Combining efforts around data storage / deduplication?

dpc commented 7 years ago

Hi everyone,

I've created this issue under rsroll because my initial idea was to introduce authors of 3-different software packages focused rolling sums / CDC, and rsroll is the one that rdedup is currently using, and "the oldest" according to my knowledge. However, when writing this post, it appeared to me that maybe expanding the whole theme toward general data deduplication or even data industry (backup, data storage, etc) might make sense.

Let me start by stating my opinion, that Rust is very well positioned to excel in the data industry. The general attitude toward reliability, easiness of writing parallel code and avoiding copying, zero-cost abstractions, possibilities of exposing C-APIs, etc. make it a great tool for the job.

@aidanhs is the author of rollsum/rsroll, and I am aware that he is currently busy with more Rust-core related work.

@jmesmon is the author https://github.com/jmesmon/hash-roll which is quite a comparable crate, that has more rolling sums algos already implemented and I really like some of the abstractions there: https://docs.rs/hash-roll/0.2.0/hash_roll/trait.Splitter.html

On reddit I've got in touch with @RAOF, who is working on https://github.com/RAOF/chunky , which is focused on Content Defined Chunking, a very related subject to rolling sums.

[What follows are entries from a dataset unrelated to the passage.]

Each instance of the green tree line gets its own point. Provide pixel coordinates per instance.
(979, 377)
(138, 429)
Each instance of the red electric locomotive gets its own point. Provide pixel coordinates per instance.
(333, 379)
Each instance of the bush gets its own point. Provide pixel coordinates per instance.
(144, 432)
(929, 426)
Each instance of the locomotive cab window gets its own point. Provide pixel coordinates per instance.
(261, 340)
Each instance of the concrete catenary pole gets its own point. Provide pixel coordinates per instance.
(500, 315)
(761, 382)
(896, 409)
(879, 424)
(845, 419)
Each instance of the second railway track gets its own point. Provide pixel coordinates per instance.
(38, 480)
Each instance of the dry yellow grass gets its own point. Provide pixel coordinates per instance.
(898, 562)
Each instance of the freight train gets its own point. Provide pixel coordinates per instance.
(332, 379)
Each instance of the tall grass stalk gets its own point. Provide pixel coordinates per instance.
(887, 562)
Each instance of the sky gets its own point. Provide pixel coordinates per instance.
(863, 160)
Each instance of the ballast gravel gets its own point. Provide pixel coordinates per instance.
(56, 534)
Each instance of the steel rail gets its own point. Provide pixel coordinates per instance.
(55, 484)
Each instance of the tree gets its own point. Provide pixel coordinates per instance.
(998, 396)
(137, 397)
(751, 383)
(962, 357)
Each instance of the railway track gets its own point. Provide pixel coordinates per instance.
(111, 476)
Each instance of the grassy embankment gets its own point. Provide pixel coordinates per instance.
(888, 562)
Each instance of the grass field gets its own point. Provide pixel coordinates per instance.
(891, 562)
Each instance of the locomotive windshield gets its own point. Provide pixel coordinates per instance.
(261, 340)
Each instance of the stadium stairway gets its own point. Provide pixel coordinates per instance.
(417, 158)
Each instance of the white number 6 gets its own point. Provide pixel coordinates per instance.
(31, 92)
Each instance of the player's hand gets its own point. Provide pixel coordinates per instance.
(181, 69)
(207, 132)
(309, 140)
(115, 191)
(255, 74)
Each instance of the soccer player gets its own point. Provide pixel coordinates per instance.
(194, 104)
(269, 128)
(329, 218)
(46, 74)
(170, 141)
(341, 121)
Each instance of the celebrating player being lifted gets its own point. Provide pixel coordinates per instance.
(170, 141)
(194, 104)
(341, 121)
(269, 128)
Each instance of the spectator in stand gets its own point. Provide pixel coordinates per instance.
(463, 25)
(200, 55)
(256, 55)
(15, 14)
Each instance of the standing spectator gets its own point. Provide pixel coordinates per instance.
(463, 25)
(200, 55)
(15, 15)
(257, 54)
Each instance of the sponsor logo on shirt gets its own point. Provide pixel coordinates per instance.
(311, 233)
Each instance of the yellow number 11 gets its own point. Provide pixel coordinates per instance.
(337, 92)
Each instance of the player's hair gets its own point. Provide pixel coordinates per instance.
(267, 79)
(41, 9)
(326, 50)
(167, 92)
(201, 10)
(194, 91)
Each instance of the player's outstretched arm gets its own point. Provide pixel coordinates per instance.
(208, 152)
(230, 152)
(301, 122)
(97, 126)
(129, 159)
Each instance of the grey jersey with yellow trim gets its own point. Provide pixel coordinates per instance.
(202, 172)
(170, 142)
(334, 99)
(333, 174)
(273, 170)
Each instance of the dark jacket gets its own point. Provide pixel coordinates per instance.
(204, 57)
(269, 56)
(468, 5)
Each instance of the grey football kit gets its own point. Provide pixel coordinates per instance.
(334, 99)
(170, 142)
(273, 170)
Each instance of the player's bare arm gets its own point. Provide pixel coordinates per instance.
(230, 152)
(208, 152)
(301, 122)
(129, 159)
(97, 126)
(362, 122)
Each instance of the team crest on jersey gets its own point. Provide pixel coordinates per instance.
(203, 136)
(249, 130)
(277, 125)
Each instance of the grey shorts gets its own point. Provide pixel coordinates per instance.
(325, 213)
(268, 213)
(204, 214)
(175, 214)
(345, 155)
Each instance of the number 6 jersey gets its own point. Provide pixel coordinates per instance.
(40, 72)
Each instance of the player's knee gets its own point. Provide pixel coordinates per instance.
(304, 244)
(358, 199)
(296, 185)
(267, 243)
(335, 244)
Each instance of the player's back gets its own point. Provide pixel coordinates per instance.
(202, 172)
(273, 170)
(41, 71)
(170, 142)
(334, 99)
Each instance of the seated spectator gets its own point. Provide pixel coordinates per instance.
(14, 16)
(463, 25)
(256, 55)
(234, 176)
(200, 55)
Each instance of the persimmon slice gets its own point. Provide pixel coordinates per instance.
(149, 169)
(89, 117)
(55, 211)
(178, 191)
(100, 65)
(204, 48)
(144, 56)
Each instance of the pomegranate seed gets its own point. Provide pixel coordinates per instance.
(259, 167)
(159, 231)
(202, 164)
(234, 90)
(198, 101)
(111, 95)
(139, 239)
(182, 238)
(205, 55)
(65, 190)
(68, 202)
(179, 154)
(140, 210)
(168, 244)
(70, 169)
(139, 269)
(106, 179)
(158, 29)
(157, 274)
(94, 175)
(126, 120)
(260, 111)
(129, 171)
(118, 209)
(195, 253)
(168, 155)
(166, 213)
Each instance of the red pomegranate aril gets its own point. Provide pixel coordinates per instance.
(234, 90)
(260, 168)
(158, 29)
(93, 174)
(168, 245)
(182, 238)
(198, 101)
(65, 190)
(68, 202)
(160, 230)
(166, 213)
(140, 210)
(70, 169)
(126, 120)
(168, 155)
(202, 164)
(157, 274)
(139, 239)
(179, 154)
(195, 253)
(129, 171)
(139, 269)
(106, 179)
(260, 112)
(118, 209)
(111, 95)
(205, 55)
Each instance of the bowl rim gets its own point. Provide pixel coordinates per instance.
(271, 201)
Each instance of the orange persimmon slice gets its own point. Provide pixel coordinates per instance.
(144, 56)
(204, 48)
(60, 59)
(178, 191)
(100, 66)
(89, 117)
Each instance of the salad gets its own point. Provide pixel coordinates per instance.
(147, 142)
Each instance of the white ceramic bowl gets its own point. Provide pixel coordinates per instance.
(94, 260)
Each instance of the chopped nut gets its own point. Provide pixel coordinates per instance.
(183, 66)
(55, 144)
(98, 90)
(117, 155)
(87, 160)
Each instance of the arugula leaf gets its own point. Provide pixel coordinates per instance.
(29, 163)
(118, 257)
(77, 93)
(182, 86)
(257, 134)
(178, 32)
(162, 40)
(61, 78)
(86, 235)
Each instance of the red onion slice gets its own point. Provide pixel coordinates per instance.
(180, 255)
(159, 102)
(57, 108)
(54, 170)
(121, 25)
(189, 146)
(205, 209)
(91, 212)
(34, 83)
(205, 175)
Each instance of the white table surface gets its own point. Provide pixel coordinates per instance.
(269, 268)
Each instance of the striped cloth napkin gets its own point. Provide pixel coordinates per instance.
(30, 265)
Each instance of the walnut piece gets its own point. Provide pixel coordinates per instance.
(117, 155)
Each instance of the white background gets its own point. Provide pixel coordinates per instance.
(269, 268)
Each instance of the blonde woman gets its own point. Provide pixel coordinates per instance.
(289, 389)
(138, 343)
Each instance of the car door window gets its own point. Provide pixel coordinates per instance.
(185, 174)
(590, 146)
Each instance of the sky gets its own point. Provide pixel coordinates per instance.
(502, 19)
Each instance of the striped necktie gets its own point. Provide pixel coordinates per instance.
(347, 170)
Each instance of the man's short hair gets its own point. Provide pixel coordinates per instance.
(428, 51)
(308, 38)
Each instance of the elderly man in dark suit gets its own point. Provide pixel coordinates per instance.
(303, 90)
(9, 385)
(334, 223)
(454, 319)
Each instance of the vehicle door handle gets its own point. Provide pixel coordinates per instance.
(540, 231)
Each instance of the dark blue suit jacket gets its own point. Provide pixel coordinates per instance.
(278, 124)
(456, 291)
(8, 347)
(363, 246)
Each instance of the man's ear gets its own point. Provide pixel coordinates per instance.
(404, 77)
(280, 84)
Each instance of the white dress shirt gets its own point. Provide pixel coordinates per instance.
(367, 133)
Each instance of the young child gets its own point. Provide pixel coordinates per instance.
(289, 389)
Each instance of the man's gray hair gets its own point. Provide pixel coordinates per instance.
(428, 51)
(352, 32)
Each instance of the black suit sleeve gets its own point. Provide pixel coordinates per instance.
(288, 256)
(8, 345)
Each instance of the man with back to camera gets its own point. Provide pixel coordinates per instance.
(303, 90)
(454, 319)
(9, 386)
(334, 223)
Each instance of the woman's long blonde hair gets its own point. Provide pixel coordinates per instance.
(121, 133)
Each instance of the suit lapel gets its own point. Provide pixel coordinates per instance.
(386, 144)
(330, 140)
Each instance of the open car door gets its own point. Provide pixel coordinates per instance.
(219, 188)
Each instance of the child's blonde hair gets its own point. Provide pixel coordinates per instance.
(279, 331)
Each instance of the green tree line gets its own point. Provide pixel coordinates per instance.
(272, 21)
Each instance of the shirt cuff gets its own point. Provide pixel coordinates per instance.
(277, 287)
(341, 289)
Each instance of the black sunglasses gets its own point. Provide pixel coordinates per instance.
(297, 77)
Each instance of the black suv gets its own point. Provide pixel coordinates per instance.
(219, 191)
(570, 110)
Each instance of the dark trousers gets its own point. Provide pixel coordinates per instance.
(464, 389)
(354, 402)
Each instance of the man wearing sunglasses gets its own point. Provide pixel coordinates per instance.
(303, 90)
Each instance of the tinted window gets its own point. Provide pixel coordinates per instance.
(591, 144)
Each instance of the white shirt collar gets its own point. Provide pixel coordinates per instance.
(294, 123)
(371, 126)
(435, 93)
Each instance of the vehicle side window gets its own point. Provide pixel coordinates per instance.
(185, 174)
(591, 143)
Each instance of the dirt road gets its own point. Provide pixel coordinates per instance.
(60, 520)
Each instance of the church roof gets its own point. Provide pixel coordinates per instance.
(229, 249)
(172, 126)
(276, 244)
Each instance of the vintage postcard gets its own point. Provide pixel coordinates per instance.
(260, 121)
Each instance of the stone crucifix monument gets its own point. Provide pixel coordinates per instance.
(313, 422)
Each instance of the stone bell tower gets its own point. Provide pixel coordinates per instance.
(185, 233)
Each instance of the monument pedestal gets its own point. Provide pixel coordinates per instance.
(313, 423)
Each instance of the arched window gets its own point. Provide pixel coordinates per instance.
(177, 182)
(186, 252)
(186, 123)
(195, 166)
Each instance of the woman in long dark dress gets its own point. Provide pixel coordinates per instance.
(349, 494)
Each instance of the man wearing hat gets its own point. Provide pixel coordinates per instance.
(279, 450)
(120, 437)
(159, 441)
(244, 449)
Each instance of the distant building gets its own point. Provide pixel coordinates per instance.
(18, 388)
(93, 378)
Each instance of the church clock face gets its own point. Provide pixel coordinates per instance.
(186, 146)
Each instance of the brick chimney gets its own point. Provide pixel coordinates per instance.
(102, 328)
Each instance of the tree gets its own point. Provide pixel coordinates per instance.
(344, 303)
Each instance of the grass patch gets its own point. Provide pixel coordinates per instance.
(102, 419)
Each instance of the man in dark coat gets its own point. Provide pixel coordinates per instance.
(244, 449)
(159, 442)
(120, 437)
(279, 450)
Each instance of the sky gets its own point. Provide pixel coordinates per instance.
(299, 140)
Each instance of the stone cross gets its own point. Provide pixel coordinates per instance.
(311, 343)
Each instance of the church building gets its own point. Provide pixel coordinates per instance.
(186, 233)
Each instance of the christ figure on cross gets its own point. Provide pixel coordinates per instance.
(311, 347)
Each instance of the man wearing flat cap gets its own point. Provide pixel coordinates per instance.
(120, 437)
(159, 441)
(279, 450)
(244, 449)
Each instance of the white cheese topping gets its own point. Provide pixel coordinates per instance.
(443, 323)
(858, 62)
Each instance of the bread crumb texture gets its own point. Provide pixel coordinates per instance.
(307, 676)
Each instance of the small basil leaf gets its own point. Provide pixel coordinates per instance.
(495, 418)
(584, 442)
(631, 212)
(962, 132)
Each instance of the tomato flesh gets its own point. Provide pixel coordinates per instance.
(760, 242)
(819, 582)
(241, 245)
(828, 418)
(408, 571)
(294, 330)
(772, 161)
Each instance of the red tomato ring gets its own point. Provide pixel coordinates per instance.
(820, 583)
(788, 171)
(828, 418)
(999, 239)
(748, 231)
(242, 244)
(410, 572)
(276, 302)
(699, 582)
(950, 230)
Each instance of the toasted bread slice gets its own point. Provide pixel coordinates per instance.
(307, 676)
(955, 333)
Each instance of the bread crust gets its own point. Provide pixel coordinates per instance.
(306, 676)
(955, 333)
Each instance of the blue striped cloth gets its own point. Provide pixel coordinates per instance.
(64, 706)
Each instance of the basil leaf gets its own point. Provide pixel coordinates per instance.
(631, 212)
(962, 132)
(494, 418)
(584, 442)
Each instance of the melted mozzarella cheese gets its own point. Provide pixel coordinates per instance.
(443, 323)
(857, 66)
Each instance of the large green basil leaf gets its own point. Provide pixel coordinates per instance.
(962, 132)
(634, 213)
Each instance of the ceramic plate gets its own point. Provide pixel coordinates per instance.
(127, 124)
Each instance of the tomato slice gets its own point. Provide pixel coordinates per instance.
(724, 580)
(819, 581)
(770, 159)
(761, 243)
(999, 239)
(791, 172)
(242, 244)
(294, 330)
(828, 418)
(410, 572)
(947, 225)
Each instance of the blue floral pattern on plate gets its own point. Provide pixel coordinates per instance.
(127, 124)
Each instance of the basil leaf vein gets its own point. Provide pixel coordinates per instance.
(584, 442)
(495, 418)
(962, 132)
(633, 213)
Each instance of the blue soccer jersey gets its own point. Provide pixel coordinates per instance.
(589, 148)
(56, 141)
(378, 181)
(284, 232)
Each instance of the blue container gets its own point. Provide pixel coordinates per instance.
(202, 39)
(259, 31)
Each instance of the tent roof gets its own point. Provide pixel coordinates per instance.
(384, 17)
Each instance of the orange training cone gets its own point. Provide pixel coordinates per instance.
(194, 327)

I am the the author of https://github.com/dpc/rdedup, which is data deduplication engine / backup tool, that has reached level of maturity and functionality comparable to more estabilished alternatives in different programming languages. @phillipCouto is the biggest contributor to rdedup.

So my question would be: would you be interested in cooperating? There is no need to commit to anything (like time that we are all probably always short on).

In practical terms: for starter, we could create a github community around data/data deduplication for Rust. I would move rdedup under that ubrella. On top of that we could work on combining all three libraries under more broad "data deduplication algorithms" (rollsum, CDC, etc.) .

We could ping other authors of backup and data tools in Rust, have an IRC channel etc. just like other topic-center communities (gamedev/graphic, embedded, webdev, networking, etc) do.

One way, or another, thanks for your attention and all the good work!

dpc commented 7 years ago

@remram44 is the author of https://github.com/remram44/adler32-rs , which seems to be used by https://gitlab.wellbehavedsoftware.com/well-behaved-software/rzbackup .

aidanhs commented 7 years ago

@dswd is the author of https://github.com/dswd/zvault which has a few chunking implementations at https://github.com/dswd/zvault/tree/master/chunking/src

aidanhs commented 7 years ago

I'd be ok with a shared org, my interest is more around the algorithms rather than tools.

I can imagine different people wanting different things from their tools though, so maybe it makes sense to keep them separate? Though then there would only be one crate under the org, the one containing the algorithms (and maybe my rollsum testing/benching repo at https://github.com/aidanhs/rollsum-tests?).

I don't particularly have strong opinions, but it would be nice to deduplicate some of the work here ;)

remram44 commented 7 years ago

Indeed a few of those crates are implementing the same thing. I agree that it would be best to have at least a common interface or trait for chunking algorithms, so we all speak the same language.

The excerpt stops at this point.